Pride comes in two forms: a big P version, that is all about vanity and ego, and a small p version, that is about passion, heart and a determination to do something well.

Nationalism often falls in the big P version of pride. We see that with the England football team. The fans carry a groundless sense of entitlement that their team is and should be better than everyone else. England expects. But why? The England football team has won only one major tournament in 50 years. Big P pride demands immediate results - sack the manager, restore us to where we believe we should be. It is deluded and vain.

Small p pride - the kind of pride that infuses Team GB - is the pride in collective endevour, slowly but surely building something that has resilience and is worthwhile.

4. Focusing on cultural strengths

I have spent a lot of the last decade working on developing high performing cultures in organisations and am continually surprised how little many people really understand what a culture is.

Culture is what binds us.

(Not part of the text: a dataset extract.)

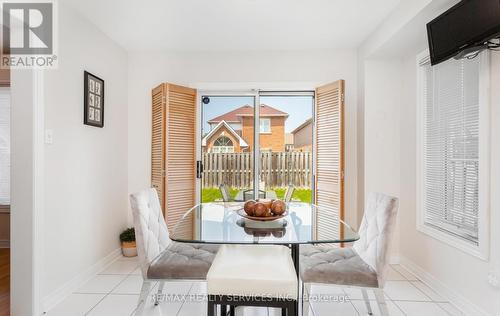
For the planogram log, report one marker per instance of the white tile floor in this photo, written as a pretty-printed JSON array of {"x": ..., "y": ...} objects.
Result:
[{"x": 114, "y": 292}]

It is what distinguishes one group of people from another. And crucially it was drives behavior. Culture is powerful and pervasive, yet hidden in plain sight.

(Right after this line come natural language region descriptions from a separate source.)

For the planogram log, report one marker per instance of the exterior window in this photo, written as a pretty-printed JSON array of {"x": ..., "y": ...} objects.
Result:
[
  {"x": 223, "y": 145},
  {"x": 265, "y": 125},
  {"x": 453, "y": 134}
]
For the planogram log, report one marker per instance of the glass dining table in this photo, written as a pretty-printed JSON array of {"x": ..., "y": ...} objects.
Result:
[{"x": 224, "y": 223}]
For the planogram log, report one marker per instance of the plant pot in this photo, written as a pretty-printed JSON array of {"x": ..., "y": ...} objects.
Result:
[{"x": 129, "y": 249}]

The most dynamic cultures have common DNA, but are growing, changing and assimilating all the time. Understanding this DNA is important. Britain is an island nation of determined resilient individuals who best work together in small groups to achieve things. Its culture is a dynamic balance of technical curiosity and creativity, passion and pragmatism, innovation and endurance. You see these traits in everything from Alan Turing's breaking of the enigma code to The Beatles.

From the get go Team GB focused the majority of its attention on sports and disciplines that played to these cultural strengths - especially cycling and rowing. Highly technical, with a great emphasis on individual endeavor, but only possible to achieve in highly cohesive teams.

5. Focusing of resources

A common response to failure, especially where there had been clear underfunding, is to say 'throw money at it'. It is this thinking that has in many places caused the EU project to come unstuck and has blighted many a public service.

Of course you need funding - money is a critical nutrient of any enterprise, but it needs to be channeled, focused and linked to very clear outcomes. Team GB has kept this front of mind, channeling and focusing resources linked to very clear breakthrough performance outcomes that play to its strengths.

6. Ecosystem

Back in 1996 the UK sports scene was a fragmented mess. Over a twenty-year period this has been transformed into a rich ecosystem designed to foster excellence in certain areas from the grassroots up.

Bidding for and winning the 2002 Commonwealth Games provided the means not only to put in place physical infrastructure, particularly the velodrome in Manchester, but also the social infrastructure that reached out into schools and clubs. Centres of performance excellence operated like F1 teams with ideas, innovation and thinking quickly being assimilated into the wider community. The London Olympics provided a secondary boost and also connected the north with the south.

7. We are all in this together

One of the most noticeable attributes of Team GB is their togetherness. This isn't so much a team as a project - a group of people who are clearly out to achieve something together. This ultimately is what has Team GB perform at such a high level.

Team GB isn't just a role model for other aspiring national sports teams, but as many countries struggle for social cohesion in the rapidly changing global landscape, it is a role model for nations themselves.